Open jorainer opened 2 years ago
A MsqlBackend
compliant database (MariaDB) was created for the full data which consists of 504 mzML files with in total 42,592,313 spectra (MS1 and MS2). The total sum of mass peaks for all these spectra is 19,381,366,123. A second MariaDB database was created with the option blob = TRUE
introduced in PR #4 . In contrast to the former, this stores m/z and intensity of a spectrum as a BLOB in the database table reducing the size of the database tables considerably.
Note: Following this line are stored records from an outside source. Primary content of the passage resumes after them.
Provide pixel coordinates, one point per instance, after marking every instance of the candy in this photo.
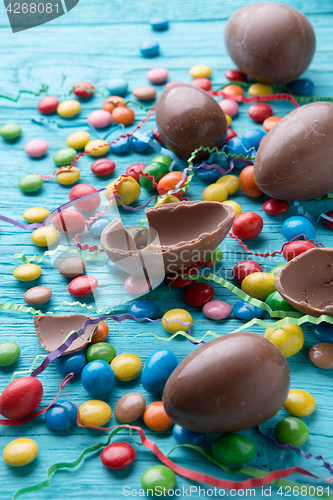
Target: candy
(291, 431)
(21, 397)
(171, 319)
(20, 452)
(97, 378)
(233, 449)
(95, 412)
(69, 108)
(300, 403)
(157, 370)
(9, 353)
(61, 416)
(130, 407)
(126, 367)
(288, 338)
(82, 286)
(155, 417)
(259, 285)
(27, 272)
(37, 295)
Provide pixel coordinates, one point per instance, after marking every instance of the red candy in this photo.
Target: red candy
(275, 207)
(21, 397)
(260, 111)
(197, 294)
(87, 205)
(82, 286)
(118, 456)
(247, 226)
(244, 268)
(48, 105)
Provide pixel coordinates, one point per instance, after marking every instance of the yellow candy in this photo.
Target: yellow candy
(127, 188)
(44, 236)
(259, 285)
(69, 108)
(20, 452)
(126, 367)
(215, 192)
(289, 338)
(27, 272)
(200, 71)
(230, 182)
(78, 140)
(35, 214)
(97, 147)
(67, 176)
(300, 403)
(171, 318)
(95, 412)
(260, 89)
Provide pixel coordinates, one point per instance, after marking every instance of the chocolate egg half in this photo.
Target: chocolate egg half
(187, 117)
(295, 159)
(229, 384)
(270, 42)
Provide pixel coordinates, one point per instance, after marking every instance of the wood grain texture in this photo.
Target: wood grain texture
(97, 42)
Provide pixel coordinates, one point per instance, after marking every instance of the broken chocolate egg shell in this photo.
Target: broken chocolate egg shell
(232, 383)
(295, 161)
(306, 282)
(187, 118)
(180, 235)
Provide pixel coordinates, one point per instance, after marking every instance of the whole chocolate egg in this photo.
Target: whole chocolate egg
(270, 42)
(187, 117)
(232, 383)
(295, 159)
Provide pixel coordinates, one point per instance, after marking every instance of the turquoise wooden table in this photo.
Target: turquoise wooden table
(95, 42)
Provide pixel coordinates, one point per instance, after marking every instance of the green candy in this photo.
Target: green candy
(101, 350)
(30, 183)
(9, 352)
(155, 479)
(157, 170)
(233, 449)
(291, 430)
(10, 131)
(64, 157)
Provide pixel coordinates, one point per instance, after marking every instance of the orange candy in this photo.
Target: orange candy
(155, 417)
(248, 184)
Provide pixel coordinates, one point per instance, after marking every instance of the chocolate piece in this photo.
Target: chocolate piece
(37, 295)
(294, 160)
(187, 117)
(306, 282)
(232, 383)
(72, 267)
(52, 330)
(180, 234)
(270, 42)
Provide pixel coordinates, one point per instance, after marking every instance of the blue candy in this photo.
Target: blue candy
(97, 378)
(243, 310)
(70, 363)
(157, 370)
(61, 416)
(297, 225)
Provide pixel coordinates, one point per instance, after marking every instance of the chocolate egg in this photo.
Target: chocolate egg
(294, 160)
(270, 42)
(187, 117)
(232, 383)
(306, 282)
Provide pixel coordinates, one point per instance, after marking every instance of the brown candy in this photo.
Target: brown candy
(130, 407)
(270, 42)
(187, 117)
(294, 160)
(232, 383)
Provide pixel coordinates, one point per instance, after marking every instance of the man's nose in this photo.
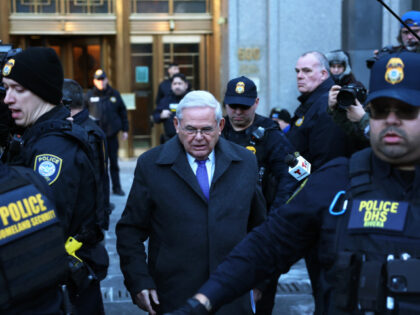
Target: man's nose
(199, 135)
(8, 98)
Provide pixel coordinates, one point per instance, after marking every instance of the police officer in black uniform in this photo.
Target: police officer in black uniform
(264, 138)
(73, 97)
(407, 41)
(107, 106)
(361, 214)
(166, 109)
(59, 151)
(30, 275)
(260, 135)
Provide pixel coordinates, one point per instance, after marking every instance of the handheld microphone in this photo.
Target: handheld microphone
(299, 168)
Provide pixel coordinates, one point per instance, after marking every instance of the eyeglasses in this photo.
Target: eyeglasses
(402, 111)
(406, 32)
(240, 106)
(194, 131)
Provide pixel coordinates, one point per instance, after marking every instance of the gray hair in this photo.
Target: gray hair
(323, 61)
(199, 99)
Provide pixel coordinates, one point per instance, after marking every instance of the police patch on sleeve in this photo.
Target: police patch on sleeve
(48, 166)
(24, 211)
(380, 214)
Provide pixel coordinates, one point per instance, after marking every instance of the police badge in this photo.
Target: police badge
(240, 87)
(48, 166)
(394, 73)
(8, 67)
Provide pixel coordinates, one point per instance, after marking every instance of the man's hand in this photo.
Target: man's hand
(332, 96)
(144, 298)
(165, 114)
(356, 112)
(192, 307)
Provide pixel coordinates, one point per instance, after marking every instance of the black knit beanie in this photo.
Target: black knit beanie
(39, 70)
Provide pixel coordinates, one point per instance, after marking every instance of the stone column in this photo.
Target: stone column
(123, 62)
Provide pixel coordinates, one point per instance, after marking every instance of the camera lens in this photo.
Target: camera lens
(346, 97)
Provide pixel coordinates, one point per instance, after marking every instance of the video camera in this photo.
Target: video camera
(349, 93)
(384, 51)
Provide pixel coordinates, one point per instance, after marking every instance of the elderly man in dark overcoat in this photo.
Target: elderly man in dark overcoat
(194, 198)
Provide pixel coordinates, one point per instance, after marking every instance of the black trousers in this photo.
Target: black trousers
(266, 304)
(113, 161)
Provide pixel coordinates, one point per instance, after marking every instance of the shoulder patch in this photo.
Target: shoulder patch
(48, 166)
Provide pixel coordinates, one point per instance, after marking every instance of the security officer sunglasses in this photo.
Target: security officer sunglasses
(380, 110)
(240, 106)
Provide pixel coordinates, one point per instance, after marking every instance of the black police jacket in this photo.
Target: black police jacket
(270, 150)
(313, 133)
(108, 108)
(168, 124)
(33, 261)
(306, 223)
(60, 152)
(49, 149)
(97, 141)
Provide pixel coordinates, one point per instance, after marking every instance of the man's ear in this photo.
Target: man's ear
(221, 125)
(176, 124)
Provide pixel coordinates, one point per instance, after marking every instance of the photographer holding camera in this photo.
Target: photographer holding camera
(345, 98)
(407, 41)
(345, 107)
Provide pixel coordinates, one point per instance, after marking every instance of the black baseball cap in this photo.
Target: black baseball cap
(396, 76)
(100, 74)
(241, 91)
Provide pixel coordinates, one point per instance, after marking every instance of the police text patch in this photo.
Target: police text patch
(23, 211)
(381, 214)
(48, 166)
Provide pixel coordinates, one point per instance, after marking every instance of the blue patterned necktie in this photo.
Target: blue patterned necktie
(202, 177)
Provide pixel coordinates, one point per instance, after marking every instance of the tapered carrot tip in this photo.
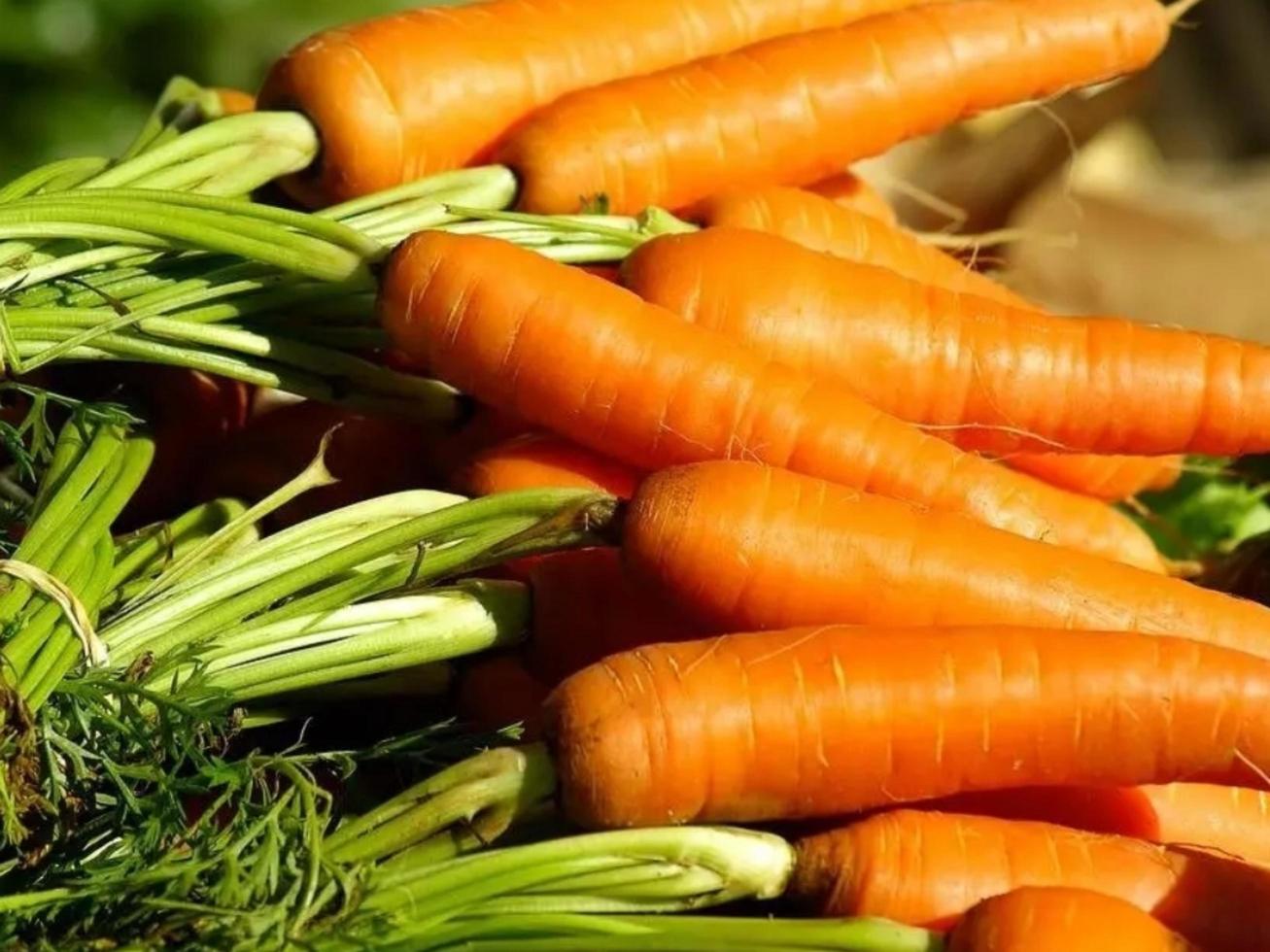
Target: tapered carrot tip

Performance is evaluated based on some frequently used tasks and compared to a Spectra
with a MsBackendMzR
backend. Parallel processing is disabled and the files and database are stored on SSD disks with ~ 1GB/s throughput.
## con is the connection to the MariaDB database
ccle <- Spectra(con, source = MsqlBackend())
## con_blob is the connection to the MariaDB database with m/z and intensity stored as BLOB
ccle_blob <- Spectra(con_blob, source = MsqlBackend())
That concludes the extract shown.